Literatura que duele
Al contrario, el argentino revindica la literatura "que
duele, pero es parte del goce". "Un gran escritor escribe con un
bisturí, no con pluma". Por eso Ramos pone siempre por delante "la
motivación sartreana" en una empresa que define como "tomar por asalto
la realidad". De allí también su inclinación a la primera persona que tira
de todas sus ficciones, porque lo que está en juego "es una cuestión moral
en el enfoque". "Un escritor es necesario cuando se hace cargo en
primera persona de lo que dice e identifica a alguien, entonces el yo se
transforma en nosotros", explica.
En todo caso, el yo que narra 'La ley de la ferocidad', Gabriel
Reyes, aporrea cinco años después de los hechos una vetusta máquina de
escribir. "Golpea la máquina para no darse botellazos en la cabeza",
dice Ramos, aunque en realidad habla de sí mismo y de las condiciones en las
que escribió la novela, y aún sigue escribiendo. "Con 'El origen de la
tristeza' había sacudido mi infancia, y como efecto colateral todo eso sacudió
el fantasma de mi padre que se me aparecía en la misma casa de la novela, que
es en la que vivo", recuerda.
Pero los paralelismos no
acaban allí, porque si el argentino siempre escribe dos borradores por relato,
el primero indefectiblemente es en una anacrónica máquina de escribir. "Me
dieron una máquina en una clínica de rehabilitación en donde estuve internado y
así empecé a escribir", confiesa.
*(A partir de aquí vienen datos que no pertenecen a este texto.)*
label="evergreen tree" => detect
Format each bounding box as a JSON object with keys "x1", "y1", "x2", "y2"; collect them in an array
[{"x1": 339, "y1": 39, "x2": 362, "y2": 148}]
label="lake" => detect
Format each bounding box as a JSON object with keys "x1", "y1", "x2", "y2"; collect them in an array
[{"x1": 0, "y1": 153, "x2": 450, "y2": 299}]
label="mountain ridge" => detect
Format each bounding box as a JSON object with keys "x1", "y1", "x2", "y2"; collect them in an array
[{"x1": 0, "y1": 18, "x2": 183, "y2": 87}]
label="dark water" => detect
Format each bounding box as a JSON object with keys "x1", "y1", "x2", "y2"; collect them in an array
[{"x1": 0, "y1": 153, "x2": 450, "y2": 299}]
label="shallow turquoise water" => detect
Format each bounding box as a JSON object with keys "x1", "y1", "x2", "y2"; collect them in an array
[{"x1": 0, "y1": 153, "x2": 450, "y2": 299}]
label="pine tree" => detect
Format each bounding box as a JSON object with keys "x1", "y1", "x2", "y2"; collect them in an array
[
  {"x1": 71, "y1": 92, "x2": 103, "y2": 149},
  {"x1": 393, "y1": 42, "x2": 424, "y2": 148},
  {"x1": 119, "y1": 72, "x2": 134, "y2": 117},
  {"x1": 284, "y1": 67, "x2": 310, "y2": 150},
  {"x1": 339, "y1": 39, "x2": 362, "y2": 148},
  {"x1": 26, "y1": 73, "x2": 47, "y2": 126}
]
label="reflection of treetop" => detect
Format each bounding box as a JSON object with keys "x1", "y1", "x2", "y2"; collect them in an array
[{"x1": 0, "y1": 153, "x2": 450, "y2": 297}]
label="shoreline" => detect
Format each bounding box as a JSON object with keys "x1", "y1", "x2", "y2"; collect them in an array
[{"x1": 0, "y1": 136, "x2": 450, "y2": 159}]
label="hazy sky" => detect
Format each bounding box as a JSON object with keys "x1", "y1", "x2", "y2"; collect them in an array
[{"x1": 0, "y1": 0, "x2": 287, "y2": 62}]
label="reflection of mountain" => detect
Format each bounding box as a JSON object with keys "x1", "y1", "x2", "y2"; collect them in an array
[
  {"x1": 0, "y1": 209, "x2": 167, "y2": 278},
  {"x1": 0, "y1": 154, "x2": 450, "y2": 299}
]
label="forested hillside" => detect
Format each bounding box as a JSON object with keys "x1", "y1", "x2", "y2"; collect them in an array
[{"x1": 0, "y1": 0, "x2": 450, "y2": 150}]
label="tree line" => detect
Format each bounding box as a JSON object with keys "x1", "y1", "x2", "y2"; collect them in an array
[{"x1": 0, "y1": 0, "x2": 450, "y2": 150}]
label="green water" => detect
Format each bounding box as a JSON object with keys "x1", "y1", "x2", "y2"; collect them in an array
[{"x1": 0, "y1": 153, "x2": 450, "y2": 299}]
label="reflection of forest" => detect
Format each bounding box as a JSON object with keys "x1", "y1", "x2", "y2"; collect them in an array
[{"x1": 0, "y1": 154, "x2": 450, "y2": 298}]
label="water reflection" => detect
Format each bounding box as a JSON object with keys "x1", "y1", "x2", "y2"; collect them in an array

Ahora lo hace "a
máquina por libro", cuando acaba una novela "la jubila" y compra
otra. Quizá en ese método se oculte el secreto del "equilibrio entre la
tensión emotiva y la tensión narrativa" de que presume. "Escribo el
primer borrador en una catarsis, sin controlar ni reprimir lo que sale",
explica. Y es en el segundo borrador, al pasar ese magma mecanoscrito al
ordenador, que resulta "más placentero que doloroso", porque
"corregir es un trabajo espiritual, es corregirse a uno mismo",
enfatiza. Aunque por supuesto, más que corregir lo que hace es reescribir por
completo las páginas en las que se ha vaciado.